Salience methods work with non-whitespace-delimited text, by using the modelās wordpiece tokenization.
Regression / Scoring #
Textual Similarity (STS-B) #
Hosted instance: https://pair-code.github.io/lit/demos/glue.html?models=stsb&dataset=stsb_dev
Code: examples/glue_demo.py
STS-B textual similarity task, predicting scores on a range from 0 (unrelated) to 5 (very similar).
BERT models built on HuggingFace TF2 (Keras).
Supports a wide range of LIT interpretability features:
Model output scores and metrics.
Scatter plot of scores and error, and jitter plot of true labels for quick filtering.
Embedding projector to find clusters in representation space.
Integrated Gradients, LIME, and other salience methods.
Attention visualization.
Sequence-to-Sequence #
Gemma #
Code: examples/lm_salience_demo.py
Supports Gemma 2B and 7B models using KerasNLP and TensorFlow.
Interactively debug LLM prompts using sequence salience.
Multiple salience methods (grad-l2 and grad-dot-input), at multiple granularities: token-, word-, sentence-, and paragraph-level.
Tip: check out the in-depth walkthrough at https://ai.google.dev/responsible/model_behavior, part of the Responsible Generative AI Toolkit.
T5 #
Hosted instance: https://pair-code.github.io/lit/demos/t5.html
Code: examples/t5_demo.py
Supports HuggingFace TF2 (Keras) models as well as TensorFlow SavedModel formats.
Visualize beam candidates and highlight diffs against references.
Visualize per-token decoder hypotheses to see where the model veers away from desired output.
Filter examples by ROUGE score against reference.
Embeddings from last layer of model, visualized with UMAP or PCA.
Task wrappers to handle pre- and post-processing for summarization and machine translation tasks.
Pre-loaded eval sets for CNNDM and WMT.
Tip: check out a case study for this demo on the public LIT website: https://pair-code.github.io/lit/tutorials/generation
Language Modeling #
BERT and GPT-2 #
Hosted instance: https://pair-code.github.io/lit/demos/lm.html
Code: examples/lm_demo.py
Compare multiple BERT and GPT-2 models side-by-side on a variety of plain-text corpora.
LM visualization supports different modes:
BERT masked language model: click-to-mask, and query model at that position.
GPT-2 shows left-to-right hypotheses for each target token.
Embedding projector to show latent space of the model.
Structured Prediction #
Gender Bias in Coreference #
Hosted instance: https://pair-code.github.io/lit/demos/coref.html
Code: examples/coref/coref_demo.py
Gold-mention coreference model, trained on OntoNotes.
Evaluate on the Winogender schemas (Rudinger et al. 2018) which test for gendered associations with profession names.
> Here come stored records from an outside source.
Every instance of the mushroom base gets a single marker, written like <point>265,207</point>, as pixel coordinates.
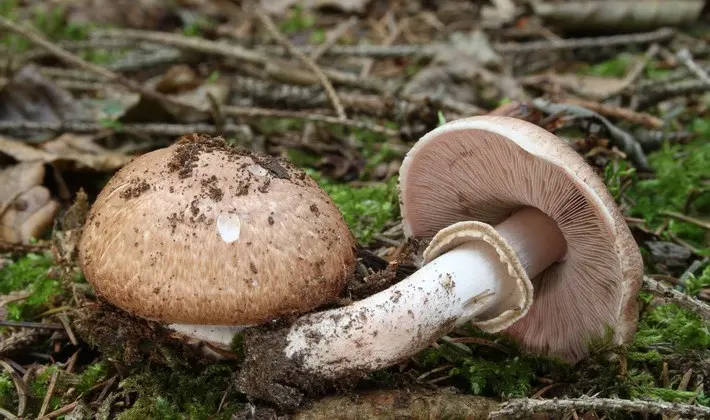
<point>471,278</point>
<point>219,335</point>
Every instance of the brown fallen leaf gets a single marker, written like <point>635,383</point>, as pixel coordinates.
<point>66,152</point>
<point>458,66</point>
<point>29,96</point>
<point>28,209</point>
<point>139,14</point>
<point>618,15</point>
<point>188,90</point>
<point>587,86</point>
<point>281,6</point>
<point>410,404</point>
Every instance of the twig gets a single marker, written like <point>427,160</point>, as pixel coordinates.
<point>140,128</point>
<point>643,118</point>
<point>8,415</point>
<point>680,216</point>
<point>525,407</point>
<point>228,111</point>
<point>664,91</point>
<point>623,140</point>
<point>276,34</point>
<point>20,387</point>
<point>687,59</point>
<point>67,327</point>
<point>21,340</point>
<point>395,51</point>
<point>240,54</point>
<point>332,38</point>
<point>56,413</point>
<point>14,248</point>
<point>27,324</point>
<point>77,61</point>
<point>659,35</point>
<point>673,296</point>
<point>48,396</point>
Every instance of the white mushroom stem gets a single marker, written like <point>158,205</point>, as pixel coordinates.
<point>455,287</point>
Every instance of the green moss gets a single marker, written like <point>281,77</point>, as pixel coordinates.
<point>7,390</point>
<point>673,328</point>
<point>297,20</point>
<point>693,285</point>
<point>29,273</point>
<point>178,394</point>
<point>365,209</point>
<point>680,185</point>
<point>509,377</point>
<point>615,67</point>
<point>92,375</point>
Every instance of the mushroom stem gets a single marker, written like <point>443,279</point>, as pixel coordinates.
<point>452,289</point>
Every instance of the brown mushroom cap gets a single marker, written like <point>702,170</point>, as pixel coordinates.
<point>202,233</point>
<point>483,169</point>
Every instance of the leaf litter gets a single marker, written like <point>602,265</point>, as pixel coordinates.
<point>65,129</point>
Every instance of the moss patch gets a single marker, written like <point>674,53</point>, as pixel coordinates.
<point>29,273</point>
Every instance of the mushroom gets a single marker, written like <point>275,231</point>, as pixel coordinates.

Visualizations of coreference edges, as well as binary classification between two candidate referents.
Stratified metrics for quantifying model bias as a function of pronoun gender or Bureau of Labor Statistics profession data.
Tip: check out a case study for this demo on the public LIT website: https://pair-code.github.io/lit/tutorials/coref
Multimodal #
Tabular Data: Penguin Classification #
Hosted instance: https://pair-code.github.io/lit/demos/penguins.html
Code: examples/penguin_demo.py
Binary classification on penguin dataset.
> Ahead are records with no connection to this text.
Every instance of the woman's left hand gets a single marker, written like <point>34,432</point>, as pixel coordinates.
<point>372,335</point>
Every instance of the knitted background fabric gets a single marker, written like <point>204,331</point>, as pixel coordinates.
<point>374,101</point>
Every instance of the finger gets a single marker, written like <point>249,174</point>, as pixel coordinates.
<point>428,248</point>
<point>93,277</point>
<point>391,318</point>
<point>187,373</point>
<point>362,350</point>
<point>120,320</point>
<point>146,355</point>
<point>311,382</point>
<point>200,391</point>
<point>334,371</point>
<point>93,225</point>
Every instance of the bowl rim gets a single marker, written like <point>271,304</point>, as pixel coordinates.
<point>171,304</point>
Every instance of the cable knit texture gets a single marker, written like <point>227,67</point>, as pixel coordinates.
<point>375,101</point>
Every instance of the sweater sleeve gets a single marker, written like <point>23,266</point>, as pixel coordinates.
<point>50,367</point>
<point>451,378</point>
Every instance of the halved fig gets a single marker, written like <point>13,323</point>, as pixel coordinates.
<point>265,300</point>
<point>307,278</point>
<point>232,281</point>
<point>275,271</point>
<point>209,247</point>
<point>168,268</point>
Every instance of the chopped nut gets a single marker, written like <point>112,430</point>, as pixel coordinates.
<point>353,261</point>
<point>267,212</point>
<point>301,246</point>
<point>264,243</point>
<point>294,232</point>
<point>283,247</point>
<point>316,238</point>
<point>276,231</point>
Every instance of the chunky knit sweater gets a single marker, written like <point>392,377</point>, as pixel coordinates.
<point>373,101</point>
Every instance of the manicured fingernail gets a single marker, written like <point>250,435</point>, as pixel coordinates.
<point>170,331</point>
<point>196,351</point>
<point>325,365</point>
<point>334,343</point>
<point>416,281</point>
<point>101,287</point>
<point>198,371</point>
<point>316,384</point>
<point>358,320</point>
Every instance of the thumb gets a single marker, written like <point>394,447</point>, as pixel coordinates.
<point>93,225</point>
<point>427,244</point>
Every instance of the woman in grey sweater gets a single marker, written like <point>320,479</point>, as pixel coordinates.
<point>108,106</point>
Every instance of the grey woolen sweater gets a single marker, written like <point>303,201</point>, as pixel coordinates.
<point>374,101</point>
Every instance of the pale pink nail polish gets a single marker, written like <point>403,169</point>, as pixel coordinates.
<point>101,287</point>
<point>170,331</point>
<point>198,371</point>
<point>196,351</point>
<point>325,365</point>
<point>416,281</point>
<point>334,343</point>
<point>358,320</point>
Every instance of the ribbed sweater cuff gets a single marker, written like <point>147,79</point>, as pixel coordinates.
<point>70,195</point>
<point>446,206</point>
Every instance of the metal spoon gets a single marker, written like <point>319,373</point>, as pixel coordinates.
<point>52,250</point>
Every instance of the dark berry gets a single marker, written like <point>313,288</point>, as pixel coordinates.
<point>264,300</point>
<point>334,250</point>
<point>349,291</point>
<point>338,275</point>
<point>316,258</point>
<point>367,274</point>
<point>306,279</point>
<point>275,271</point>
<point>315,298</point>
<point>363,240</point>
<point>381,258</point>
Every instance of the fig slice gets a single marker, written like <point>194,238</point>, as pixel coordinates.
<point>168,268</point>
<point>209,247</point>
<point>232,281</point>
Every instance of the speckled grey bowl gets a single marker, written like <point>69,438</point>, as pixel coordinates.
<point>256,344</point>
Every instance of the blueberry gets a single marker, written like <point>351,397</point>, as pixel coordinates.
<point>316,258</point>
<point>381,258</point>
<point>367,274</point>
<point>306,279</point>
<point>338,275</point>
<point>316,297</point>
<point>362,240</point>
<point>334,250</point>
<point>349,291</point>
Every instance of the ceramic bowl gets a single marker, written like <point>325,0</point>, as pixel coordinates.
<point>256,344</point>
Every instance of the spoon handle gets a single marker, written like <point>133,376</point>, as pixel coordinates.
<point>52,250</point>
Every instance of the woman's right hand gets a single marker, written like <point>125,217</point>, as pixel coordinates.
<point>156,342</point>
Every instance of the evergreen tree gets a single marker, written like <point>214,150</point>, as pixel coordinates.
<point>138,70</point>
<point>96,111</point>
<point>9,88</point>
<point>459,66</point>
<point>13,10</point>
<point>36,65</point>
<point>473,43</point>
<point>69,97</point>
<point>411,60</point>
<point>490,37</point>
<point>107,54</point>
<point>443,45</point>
Showing using of LIT on non-text data (numeric and categorical features).
Use partial-dependence plots to understand feature importance on individual examples, selections, or the entire evaluation dataset.
Use binary classifier threshold setters to find best thresholds for slices of examples to achieve specific fairness constraints, such as demographic parity.
Image Classification with MobileNet #
Hosted instance: https://pair-code.github.io/lit/demos/images.html
Code: examples/image_demo.py
Classification on ImageNet labels using a MobileNet model.
Showing using of LIT on image data.
Explore results of multiple gradient-based image saliency techniques in the Salience Maps module.